Corrective rape is a frightening phenomenon in its own right in the wider discourse of rape and sexual violence in South Africa. Men rape lesbians out of a desire for these women to become "real women". Famously, Sizakele Sigasa, a women's and gay rights activist, and her friend Salone Massooa were gang-raped, tortured and executed in 2007 - yet no one was ever convicted for these two women's murders. There is a significant paradox here, for South Africa's constitution has long been recognised as one of the most progressive in the world, in promising gender and sexual equality to all citizens. Yet as the prevalence of rape and sexual violence escalates, this can increasingly be viewed as barely more than a fiction.

As Amanda Lock Swarr (2012) argues, lesbians expose the vulnerability of male masculinities, since putatively successful masculinity is viewed as dependant upon men's need to control women and force them to follow gendered conventions of heterosexual conduct. Those who deviate often pay a heavy price for their actions. Political leaders in Africa more generally complicate this, in teaching that homosexuality is not natural, alien to Africa, a perverse import from the degraded West. Of course, the western culture of South Africa somewhat refutes this, but it cannot be denied that religious influences are bound up with prevailing notions of what proper gender roles are and should be.

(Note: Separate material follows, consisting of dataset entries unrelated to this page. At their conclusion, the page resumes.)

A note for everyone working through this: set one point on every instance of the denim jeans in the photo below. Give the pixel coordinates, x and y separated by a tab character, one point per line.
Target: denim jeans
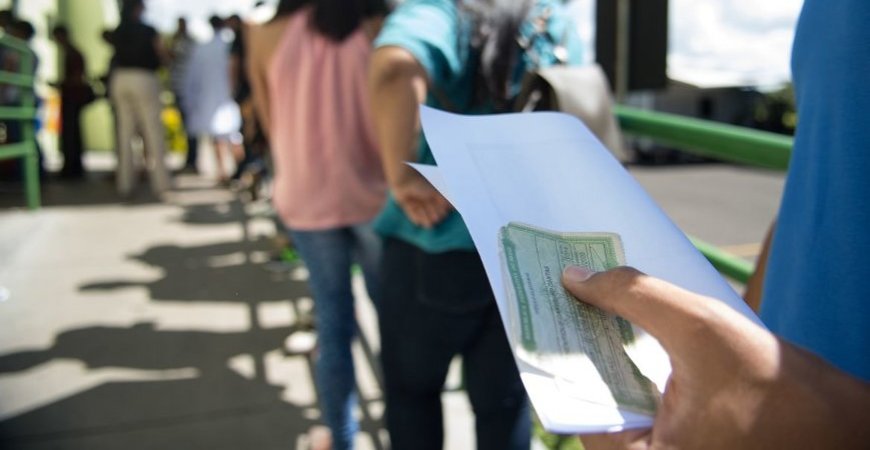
433	307
329	254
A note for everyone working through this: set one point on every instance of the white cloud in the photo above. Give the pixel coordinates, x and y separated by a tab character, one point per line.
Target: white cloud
717	42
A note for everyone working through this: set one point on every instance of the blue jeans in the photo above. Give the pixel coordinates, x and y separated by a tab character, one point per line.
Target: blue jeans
329	254
433	307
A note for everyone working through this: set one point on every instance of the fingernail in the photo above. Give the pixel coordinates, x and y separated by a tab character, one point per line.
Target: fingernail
577	274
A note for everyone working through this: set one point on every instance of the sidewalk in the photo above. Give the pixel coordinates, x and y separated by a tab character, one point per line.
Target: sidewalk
145	325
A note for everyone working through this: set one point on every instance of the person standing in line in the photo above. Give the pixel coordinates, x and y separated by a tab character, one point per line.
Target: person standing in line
75	93
208	102
135	93
307	68
465	57
179	53
804	383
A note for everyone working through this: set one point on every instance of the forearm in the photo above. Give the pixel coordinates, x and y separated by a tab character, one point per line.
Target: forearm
397	86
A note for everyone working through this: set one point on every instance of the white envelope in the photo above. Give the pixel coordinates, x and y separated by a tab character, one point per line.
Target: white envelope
548	170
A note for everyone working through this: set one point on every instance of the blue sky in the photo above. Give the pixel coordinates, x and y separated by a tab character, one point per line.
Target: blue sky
712	42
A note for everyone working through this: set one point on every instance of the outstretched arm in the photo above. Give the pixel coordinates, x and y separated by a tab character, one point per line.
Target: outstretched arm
734	384
397	83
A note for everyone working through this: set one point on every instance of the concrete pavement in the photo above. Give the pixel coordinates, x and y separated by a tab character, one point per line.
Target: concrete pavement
143	325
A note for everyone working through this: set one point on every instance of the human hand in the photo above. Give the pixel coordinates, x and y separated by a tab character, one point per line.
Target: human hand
733	384
421	202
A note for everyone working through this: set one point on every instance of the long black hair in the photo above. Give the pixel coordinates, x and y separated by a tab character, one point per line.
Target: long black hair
496	27
337	19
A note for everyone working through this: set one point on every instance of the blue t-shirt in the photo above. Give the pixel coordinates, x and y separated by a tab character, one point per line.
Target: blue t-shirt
817	289
438	34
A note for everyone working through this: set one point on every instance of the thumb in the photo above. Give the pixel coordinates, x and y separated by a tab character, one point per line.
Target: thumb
667	312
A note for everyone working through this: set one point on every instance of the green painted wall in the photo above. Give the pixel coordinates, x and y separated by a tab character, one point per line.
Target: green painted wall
86	21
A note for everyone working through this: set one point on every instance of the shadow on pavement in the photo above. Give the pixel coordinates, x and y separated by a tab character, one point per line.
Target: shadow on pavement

Scholars, human rights and LGBT activists have repeatedly urged solutions to increasing rape levels in South Africa. But it is difficult to understand what can be done, in a society where entrenched gender ideals and social norms remain powerful and widely held. Perhaps it is right to agree with the arguments of some theorists that rape and sexual violence has escalated because of a 'crisis of masculinity', but whether a broader solution can be found to this unsettling and upsetting turn of events cannot be determined.


Above: "The Rainbow Nation" - the ultimate paradox?

1 comment:

  1. "but whether a broader solution can be found to this unsettling and upsetting turn of events cannot be determined"

    You must be kidding me!!! That conclusion is academic garble. The solution to stopping rape in Africa is providing shelters for women, lawyers without borders, and halting all aid to Africa until they quit blaming the west for homosexuality.